Another joy of the cloud landscape is that it changes so fast (is there a single person who even knows the names of every AWS service?), you basically need up-to-the-minute guidance from your Solutions Architect — as if the frenetic pace of change in the tech industry in general wasn’t already enough. It is really easy to do things wrong.
All the gotchas I described above aren’t just cloud taxes, they’re hidden cloud taxes. You’re not measuring how much time your staff spends wrangling all the complexities of a cloud or two or three. This work is likely being spread amongst just the people you don’t want it to — developers. And back to the NoOps example, you’re now diluting your talent. Depending on your perspective and requirements, having an infrastructure team that knows and manages your own independent, isolated stack from top to bottom, who can troubleshoot issues at every layer of the OSI model, could carry less risk than running on a third-party black box. Perhaps you could also derive value by allowing your development teams to code features and bug-fixes instead of learning infrastructure technologies, designing complex systems, or hunting down idle ec2s.
As is now evident, even in a pure cloud environment, you still need people to do the ops work. You may need a few less people, but you still need significant domain expertise, especially when you start increasing complexity. The savings you get from a few less datacenter-oriented salaries are at least partially offset by the additional workloads taken on by the developers, who will do it worse. It’s not a zero-sum game, but it’s in the ballpark, and if you’re not careful and disciplined, an unpredictably variable monthly AWS bill due to tinkering can hit you by surprise.

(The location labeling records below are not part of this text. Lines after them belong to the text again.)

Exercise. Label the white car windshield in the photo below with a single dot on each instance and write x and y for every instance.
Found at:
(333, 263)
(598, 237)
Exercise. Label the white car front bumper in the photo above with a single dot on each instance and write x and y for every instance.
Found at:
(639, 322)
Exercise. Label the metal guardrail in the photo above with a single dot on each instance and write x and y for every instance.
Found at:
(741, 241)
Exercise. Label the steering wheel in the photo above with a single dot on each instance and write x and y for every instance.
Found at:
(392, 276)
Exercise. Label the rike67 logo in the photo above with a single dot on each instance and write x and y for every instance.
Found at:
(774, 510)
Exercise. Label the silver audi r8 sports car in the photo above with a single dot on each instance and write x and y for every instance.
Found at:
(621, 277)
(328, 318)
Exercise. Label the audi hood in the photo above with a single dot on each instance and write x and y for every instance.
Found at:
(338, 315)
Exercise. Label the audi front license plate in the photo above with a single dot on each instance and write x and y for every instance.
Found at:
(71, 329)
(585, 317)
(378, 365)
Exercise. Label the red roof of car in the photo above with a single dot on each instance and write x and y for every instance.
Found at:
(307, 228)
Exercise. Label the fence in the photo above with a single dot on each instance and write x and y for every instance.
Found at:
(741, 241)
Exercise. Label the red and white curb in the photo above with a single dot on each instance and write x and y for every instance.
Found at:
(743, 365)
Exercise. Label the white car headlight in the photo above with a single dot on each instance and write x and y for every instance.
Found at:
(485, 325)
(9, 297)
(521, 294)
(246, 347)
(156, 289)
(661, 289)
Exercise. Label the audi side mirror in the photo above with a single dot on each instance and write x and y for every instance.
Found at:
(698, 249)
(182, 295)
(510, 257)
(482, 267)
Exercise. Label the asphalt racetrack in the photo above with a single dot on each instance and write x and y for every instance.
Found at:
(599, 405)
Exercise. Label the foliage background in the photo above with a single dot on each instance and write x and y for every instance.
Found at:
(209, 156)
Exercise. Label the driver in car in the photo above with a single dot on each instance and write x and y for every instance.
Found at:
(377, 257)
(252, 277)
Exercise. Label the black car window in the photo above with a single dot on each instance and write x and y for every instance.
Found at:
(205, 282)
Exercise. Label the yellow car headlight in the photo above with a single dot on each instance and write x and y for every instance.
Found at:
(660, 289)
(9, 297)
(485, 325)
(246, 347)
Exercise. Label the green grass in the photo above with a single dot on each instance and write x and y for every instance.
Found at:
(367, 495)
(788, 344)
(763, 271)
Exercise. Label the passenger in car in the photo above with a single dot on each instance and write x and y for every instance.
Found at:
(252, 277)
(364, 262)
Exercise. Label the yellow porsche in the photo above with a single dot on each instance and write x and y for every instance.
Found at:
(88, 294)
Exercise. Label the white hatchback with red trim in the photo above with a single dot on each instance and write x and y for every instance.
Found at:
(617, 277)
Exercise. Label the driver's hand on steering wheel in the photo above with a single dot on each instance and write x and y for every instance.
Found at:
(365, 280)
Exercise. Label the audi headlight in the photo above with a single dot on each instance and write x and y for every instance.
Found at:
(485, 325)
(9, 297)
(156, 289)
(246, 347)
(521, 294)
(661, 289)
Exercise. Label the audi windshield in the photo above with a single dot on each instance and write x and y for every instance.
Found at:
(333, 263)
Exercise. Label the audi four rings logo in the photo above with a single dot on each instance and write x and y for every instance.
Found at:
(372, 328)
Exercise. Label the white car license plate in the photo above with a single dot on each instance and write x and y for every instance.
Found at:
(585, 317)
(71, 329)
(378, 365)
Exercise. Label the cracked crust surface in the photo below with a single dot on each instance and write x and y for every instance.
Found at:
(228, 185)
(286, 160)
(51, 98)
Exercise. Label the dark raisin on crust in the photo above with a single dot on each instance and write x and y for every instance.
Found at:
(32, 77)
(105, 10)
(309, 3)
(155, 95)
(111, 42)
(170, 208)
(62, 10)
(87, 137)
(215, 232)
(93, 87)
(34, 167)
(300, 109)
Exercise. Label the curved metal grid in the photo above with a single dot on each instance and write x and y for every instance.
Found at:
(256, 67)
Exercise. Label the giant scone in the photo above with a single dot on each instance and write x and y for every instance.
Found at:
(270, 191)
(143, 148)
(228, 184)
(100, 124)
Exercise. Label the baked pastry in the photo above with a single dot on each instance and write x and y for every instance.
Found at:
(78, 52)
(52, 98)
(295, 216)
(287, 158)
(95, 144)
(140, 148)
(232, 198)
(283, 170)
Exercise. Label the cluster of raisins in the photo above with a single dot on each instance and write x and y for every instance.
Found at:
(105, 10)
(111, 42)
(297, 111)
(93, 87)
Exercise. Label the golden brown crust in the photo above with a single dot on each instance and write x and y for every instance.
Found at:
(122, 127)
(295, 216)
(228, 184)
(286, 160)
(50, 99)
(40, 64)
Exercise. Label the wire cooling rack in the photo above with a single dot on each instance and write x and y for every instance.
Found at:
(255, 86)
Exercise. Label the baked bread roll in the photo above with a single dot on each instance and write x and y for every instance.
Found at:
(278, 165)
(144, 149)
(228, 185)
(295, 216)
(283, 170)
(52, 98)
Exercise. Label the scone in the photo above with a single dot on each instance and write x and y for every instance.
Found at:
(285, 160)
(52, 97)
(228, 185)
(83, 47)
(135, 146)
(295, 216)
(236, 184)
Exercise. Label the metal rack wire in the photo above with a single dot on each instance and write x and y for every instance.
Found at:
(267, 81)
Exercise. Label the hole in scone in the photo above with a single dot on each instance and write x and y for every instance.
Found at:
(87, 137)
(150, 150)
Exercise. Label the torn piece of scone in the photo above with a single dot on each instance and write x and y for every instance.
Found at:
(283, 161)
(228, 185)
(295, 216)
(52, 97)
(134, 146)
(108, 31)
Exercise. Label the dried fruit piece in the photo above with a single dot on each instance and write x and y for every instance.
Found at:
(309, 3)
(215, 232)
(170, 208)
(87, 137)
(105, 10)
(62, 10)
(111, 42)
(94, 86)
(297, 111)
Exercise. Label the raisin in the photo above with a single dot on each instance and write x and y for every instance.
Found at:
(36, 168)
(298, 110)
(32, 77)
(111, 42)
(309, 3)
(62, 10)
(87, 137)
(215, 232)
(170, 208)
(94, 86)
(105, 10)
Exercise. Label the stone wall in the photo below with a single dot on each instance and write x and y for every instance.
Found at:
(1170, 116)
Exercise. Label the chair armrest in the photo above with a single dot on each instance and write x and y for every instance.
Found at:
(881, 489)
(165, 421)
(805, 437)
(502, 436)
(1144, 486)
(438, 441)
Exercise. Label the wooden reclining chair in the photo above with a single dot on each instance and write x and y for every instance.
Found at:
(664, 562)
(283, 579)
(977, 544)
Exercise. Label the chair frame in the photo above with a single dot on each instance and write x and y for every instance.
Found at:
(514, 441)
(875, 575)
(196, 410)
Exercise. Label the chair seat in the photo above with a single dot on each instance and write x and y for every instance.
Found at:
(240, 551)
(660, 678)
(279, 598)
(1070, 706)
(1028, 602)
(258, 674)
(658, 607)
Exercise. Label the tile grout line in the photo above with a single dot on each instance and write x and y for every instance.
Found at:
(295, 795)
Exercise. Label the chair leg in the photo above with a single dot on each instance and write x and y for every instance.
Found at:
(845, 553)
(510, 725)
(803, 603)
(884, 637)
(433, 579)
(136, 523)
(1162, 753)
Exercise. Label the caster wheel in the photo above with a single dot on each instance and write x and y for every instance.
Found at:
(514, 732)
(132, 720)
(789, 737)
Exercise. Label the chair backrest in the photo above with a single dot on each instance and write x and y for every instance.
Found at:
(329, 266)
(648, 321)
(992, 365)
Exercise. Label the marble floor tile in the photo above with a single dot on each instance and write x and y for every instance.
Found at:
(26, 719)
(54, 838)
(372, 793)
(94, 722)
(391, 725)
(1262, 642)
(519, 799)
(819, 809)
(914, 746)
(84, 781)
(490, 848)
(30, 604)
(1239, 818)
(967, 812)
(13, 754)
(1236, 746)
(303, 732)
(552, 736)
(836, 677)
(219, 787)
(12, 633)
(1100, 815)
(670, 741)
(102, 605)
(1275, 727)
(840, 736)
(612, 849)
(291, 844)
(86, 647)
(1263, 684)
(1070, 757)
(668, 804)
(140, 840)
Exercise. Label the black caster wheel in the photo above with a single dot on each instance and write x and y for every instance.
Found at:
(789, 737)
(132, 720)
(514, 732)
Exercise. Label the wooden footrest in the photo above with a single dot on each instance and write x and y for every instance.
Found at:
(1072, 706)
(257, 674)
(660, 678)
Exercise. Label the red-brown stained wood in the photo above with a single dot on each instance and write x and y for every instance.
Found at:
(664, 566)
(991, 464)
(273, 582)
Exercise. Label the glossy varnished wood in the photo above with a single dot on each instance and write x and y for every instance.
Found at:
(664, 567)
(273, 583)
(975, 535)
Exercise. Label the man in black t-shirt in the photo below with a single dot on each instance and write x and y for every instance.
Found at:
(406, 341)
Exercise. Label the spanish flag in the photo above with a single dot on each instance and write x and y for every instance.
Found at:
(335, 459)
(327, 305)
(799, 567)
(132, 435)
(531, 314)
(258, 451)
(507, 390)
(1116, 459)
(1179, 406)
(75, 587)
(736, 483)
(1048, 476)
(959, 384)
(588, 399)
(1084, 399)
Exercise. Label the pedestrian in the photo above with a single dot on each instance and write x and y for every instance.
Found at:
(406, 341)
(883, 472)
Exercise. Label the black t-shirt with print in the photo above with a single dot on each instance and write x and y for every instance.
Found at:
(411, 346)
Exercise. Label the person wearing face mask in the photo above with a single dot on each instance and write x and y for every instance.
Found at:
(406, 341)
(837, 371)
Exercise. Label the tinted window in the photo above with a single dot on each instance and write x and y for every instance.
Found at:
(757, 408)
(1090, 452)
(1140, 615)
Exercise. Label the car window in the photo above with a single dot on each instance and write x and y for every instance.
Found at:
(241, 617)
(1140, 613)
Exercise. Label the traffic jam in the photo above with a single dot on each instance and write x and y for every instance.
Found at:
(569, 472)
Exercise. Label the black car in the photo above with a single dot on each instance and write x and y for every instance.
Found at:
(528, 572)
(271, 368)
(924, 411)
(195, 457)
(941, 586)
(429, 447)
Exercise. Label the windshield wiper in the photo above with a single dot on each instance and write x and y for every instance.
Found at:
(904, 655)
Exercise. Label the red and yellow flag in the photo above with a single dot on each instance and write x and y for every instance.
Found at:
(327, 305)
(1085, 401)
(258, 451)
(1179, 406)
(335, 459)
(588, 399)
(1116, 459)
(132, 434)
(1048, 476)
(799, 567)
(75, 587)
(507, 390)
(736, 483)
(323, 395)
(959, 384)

The best case scenario for a cloud app is that you have a well-architected, auto-scalable application that relies as much on cloud-native services as possible, don’t have too much live/hot data, traffic, or ec2s, you don’t care too much about vendor lock-in, and you have discipline amongst your teams. This is Doing it Right, and this is when you outsource at least some portion of your infrastructure to a public cloud. But the more of those boxes you uncheck, the less value value you’re deriving from that spend. At some point, you will cross a threshold, at which point you would be saving money by paying the datacenter taxes as opposed to the cloud taxes. This is when you build.
Press enter or click to view image in full size
A few non-technical considerations: Is AWS, or at least the Northern Virginia us-east-1 region, now Too Big to Fail, in the vein of Bank of America and JP Morgan? Is your app hosted next to GovCloud, a possible terrorist target? How do you feel about paying a company that supports a sister company that allows its employees to die in warehouses from tornadoes and COVID-19, aren’t allowed to carry cell phones, and can’t take bathroom breaks? How about the idea of contributing to a budding monoploy? For all our love of distributed systems, there are a lot of eggs in a single basket.
You may not care about some of these issues, but depending on your corporate culture, some of your employees might. Some of your clients might as well. Amazon Retail has a lot of competitors, and not all of them are keen to pay their vendors to support the continued growth of a juggernaut.
Public clouds are a fantastic resource and can certainly save you money when used properly. But if you can’t fully commit to a cloud-native architecture, and if you are undisciplined and allow your developers to be swamped with work that prevents them from specializing in their core competencies, you’re gonna have a bad time. Buy when it makes sense. Build when it doesn’t.